As a start-up and as any small business, you need negotiation skills. Often, prospects realize you are willing to give a discount because you are new and have only a few customers to speak of yet. Some people want a discount in any case because they are cheap. Others could really use a discount because they may not be in the position to use all the fabulous features of your service.
How do you define when to give a discount? The three lessons I was taught in a crash course continue to hold true now I run a small business.
Know when to negotiate
As I am now “on the other side”, I have a better understanding of your positions. I just can’t give my entire business away for free! But yeah, I do understand the need to pay monthly housing rent.
So when do I allow myself to open up for negotiation? The answer is simple: when I know the service I provide is of value to the prospect and I can continue to deliver value for a discounted price.
An important part of this is to help your prospects self-select. Having a clear marketing and sales funnel will help for sure. In the case of my own business, there’s a free trial of the Perspective Plan. Before diving into negotiations for a perfectly decent price (I assume you, as the business owner, have done your research and stand a 100% behind your pricing structure), ask potential customers to sign up for the free trial or consultation.
Point being the trial, free consultation or whatever you have for trying out your service, is to show your value.

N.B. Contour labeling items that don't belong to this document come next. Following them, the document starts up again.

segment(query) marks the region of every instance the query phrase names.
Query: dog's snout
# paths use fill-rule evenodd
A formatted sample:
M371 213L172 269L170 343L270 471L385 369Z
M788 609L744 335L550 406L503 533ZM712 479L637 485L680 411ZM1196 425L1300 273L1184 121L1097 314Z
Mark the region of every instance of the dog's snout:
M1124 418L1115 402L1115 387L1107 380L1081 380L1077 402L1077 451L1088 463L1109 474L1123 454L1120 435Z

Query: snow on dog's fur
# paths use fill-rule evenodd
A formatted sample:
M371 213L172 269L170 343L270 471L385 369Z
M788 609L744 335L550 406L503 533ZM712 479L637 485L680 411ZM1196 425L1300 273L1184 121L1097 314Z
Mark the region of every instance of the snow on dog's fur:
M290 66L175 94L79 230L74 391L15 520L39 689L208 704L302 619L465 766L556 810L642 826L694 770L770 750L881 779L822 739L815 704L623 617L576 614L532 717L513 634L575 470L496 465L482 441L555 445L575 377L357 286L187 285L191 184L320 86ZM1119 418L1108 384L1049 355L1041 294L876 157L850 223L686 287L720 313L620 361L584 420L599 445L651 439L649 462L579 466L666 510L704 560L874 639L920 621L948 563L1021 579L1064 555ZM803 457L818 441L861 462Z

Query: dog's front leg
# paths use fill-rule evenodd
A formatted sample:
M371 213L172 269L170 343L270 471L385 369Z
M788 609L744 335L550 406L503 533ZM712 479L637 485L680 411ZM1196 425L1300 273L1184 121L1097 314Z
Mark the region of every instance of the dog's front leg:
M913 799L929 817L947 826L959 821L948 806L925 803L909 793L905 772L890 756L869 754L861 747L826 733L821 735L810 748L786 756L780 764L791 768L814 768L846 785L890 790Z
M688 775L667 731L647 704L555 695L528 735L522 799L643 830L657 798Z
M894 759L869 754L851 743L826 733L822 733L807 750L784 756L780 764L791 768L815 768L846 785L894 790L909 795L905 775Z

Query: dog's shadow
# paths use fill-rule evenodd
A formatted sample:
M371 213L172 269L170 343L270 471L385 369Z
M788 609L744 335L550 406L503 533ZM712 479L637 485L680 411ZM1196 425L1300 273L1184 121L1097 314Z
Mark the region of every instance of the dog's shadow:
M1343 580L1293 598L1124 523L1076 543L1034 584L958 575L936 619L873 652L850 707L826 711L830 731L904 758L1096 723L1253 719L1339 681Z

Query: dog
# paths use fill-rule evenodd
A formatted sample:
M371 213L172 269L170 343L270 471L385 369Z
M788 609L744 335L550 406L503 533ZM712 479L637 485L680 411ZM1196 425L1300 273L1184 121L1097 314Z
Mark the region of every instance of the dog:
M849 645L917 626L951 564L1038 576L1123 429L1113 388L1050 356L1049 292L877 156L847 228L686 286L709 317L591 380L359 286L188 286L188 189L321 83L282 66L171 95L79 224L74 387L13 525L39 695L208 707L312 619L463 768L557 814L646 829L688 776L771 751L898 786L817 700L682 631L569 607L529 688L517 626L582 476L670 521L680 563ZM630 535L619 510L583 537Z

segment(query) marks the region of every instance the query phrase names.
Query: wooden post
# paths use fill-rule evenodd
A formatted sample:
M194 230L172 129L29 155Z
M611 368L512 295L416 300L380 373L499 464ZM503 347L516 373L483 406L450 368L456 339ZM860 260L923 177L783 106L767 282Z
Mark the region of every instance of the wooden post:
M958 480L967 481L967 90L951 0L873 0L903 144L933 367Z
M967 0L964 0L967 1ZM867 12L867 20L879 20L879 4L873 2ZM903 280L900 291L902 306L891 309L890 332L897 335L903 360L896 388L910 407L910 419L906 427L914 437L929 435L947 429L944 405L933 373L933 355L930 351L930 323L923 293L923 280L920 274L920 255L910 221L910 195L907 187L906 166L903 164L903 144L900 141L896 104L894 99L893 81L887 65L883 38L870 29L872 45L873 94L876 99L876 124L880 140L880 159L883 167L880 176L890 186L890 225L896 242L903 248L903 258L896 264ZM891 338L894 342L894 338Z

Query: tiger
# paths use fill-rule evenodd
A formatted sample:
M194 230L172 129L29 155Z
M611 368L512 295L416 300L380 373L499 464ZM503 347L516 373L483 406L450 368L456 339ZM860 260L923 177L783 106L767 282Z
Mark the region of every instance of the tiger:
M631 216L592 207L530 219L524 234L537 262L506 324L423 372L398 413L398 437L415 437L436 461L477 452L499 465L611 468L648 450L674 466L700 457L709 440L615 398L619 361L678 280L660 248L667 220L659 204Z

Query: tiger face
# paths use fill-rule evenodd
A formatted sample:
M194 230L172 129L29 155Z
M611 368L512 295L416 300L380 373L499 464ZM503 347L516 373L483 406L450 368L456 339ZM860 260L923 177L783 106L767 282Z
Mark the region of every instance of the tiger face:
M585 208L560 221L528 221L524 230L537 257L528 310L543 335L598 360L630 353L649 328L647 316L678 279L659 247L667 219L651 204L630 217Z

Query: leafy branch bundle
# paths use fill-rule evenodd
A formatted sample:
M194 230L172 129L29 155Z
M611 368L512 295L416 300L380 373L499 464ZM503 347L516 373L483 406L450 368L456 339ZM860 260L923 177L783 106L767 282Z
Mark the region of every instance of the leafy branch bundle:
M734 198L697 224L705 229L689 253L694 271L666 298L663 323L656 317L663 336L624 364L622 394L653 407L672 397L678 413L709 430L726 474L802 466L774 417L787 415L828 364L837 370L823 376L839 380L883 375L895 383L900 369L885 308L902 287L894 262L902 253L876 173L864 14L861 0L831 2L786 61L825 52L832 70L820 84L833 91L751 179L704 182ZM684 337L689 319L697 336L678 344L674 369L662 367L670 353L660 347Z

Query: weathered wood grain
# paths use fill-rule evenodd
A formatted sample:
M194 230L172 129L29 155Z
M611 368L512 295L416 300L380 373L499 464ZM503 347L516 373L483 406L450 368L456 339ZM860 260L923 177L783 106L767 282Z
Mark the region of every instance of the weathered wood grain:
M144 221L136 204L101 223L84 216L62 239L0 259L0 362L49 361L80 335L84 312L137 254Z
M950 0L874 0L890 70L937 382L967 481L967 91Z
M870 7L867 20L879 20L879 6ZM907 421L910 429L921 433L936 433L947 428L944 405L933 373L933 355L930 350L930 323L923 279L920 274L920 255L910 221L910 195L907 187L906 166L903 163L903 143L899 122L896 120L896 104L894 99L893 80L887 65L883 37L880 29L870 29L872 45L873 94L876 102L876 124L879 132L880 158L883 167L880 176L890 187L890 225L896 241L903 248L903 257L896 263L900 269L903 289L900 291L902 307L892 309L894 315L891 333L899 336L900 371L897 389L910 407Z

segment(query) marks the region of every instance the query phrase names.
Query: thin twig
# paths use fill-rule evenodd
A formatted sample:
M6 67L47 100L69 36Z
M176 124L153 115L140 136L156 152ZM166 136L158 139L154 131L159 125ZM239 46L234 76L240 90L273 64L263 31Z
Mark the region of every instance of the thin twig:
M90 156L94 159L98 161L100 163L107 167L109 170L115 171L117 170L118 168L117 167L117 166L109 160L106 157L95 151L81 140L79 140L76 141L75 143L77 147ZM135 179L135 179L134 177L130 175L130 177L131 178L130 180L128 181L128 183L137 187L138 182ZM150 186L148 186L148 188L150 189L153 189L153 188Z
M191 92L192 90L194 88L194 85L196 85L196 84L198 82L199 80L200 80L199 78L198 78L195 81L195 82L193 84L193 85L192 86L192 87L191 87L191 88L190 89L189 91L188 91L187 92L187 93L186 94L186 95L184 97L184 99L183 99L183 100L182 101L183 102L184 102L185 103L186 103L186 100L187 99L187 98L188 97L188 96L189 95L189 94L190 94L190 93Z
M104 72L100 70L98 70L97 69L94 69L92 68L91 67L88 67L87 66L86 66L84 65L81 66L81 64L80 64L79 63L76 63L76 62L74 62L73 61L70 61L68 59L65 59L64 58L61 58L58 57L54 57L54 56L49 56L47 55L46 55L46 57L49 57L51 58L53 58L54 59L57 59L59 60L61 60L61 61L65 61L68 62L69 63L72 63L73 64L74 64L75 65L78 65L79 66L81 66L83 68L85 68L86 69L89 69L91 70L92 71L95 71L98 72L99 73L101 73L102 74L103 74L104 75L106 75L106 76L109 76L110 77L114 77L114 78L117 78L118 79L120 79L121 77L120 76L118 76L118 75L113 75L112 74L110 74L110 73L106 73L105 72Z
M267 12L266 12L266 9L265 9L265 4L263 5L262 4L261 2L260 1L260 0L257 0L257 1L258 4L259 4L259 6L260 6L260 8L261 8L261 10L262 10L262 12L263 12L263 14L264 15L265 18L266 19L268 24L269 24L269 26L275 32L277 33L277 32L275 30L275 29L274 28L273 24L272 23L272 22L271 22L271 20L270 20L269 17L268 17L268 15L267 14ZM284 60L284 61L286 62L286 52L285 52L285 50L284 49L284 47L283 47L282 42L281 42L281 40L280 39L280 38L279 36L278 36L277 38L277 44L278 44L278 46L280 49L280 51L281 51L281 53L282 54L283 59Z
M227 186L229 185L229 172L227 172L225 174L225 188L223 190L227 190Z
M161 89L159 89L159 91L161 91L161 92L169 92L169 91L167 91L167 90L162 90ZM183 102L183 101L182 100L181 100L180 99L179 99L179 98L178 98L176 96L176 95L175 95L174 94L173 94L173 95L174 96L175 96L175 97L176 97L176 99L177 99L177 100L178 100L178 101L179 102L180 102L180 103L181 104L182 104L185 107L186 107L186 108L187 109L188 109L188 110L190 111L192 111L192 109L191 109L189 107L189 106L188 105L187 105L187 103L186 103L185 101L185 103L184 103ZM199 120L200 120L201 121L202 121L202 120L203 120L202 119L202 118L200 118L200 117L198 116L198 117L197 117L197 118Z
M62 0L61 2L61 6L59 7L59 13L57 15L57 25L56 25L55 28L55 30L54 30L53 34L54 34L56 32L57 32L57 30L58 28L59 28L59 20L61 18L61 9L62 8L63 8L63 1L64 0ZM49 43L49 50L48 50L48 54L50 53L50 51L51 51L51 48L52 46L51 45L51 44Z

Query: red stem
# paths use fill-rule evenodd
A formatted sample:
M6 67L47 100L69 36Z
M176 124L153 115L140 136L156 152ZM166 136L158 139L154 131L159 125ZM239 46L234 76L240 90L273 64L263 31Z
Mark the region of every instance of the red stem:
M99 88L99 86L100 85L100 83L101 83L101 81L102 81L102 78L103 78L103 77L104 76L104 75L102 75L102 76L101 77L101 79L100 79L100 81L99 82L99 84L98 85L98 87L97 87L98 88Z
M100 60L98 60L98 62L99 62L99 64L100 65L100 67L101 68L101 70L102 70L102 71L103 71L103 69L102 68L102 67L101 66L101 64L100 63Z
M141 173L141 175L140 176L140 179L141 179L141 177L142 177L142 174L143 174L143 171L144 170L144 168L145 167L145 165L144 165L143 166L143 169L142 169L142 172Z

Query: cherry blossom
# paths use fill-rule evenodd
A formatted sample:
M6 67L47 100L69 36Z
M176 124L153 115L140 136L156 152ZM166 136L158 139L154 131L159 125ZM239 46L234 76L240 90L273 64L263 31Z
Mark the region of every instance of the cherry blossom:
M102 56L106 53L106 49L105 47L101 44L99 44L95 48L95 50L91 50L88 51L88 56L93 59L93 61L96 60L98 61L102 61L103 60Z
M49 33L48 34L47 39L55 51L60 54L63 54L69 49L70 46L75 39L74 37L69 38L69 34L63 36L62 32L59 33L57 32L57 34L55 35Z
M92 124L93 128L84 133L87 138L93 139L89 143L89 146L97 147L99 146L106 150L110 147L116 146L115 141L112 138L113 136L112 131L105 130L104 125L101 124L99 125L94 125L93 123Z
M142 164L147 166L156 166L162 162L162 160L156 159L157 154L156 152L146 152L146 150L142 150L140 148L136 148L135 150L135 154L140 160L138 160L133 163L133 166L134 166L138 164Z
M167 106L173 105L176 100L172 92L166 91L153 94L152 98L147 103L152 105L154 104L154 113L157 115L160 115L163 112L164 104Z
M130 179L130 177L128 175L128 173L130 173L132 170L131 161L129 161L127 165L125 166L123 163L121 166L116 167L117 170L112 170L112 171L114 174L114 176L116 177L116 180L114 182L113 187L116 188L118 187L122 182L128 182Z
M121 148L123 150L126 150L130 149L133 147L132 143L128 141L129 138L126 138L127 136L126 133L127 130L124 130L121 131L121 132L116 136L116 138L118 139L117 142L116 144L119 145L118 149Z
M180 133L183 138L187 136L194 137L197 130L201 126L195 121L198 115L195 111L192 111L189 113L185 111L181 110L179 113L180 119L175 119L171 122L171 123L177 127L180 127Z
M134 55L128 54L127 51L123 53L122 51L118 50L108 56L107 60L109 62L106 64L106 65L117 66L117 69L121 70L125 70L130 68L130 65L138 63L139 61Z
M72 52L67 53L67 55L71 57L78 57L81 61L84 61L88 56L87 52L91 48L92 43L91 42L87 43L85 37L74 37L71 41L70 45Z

If you have a tiered sales funnel, there is nothing wrong with offering a discount to the next tier when the prospect turns out to be a qualified potential customer.
(Please note that potential customers may enter your sales funnel in different sections.
Understand the (cultural) implications for your behaviour
We all have a learning style, a leadership style and a negotiation style that grew on us through exposure and experience, character traits and what we were taught early on in life.
There are four basic negotiation styles and it helps to understand yours, so you can maximize your negotiations by finding the right balance for each unique negotiation situation.
Individualistic style – focused on your own benefit
Cooperative style – wants to maximize both parties’ outcomes
Competitive style – tends to be self-serving and wants to have the big win
Altruistic style – tries to maximize others’ outcomes rather your own
The cooperative style tends to reach most agreements and best outcomes. This is because people with this style tend to place value at the centre of the negotiation. No matter what style fits you, be prepared (and not desperate) and know what you want to get out of this negotiation.
When you work in a diverse community, it is a good reminder that different cultures have different styles they embrace. For example, many Asian cultures are well known for their cooperative negotiation style. Sticking to your preferred style may clash with someone else’s style, resulting in a (highly potential) negative result.
Walk away at the right time
The best way to manoeuvre in a negotiation is to have as much information as possible. This will provide you with common interests, the value perceived and given, and leverage.
Time invested in exploring services you offer, makes it harder for the potential buyer to walk away. After all, you have been respectful of time and information and most probably already provided value for free by asking the right questions.
When prospects ask for a discount before exploring your service, you may wonder if this is a potential high maintenance customer with low return and whether they have done their homework?
If you have enough information to know the potential customer is very far away from your ideal customer, walk away and save your energy and value for someone that does understand and is willing to pay for it.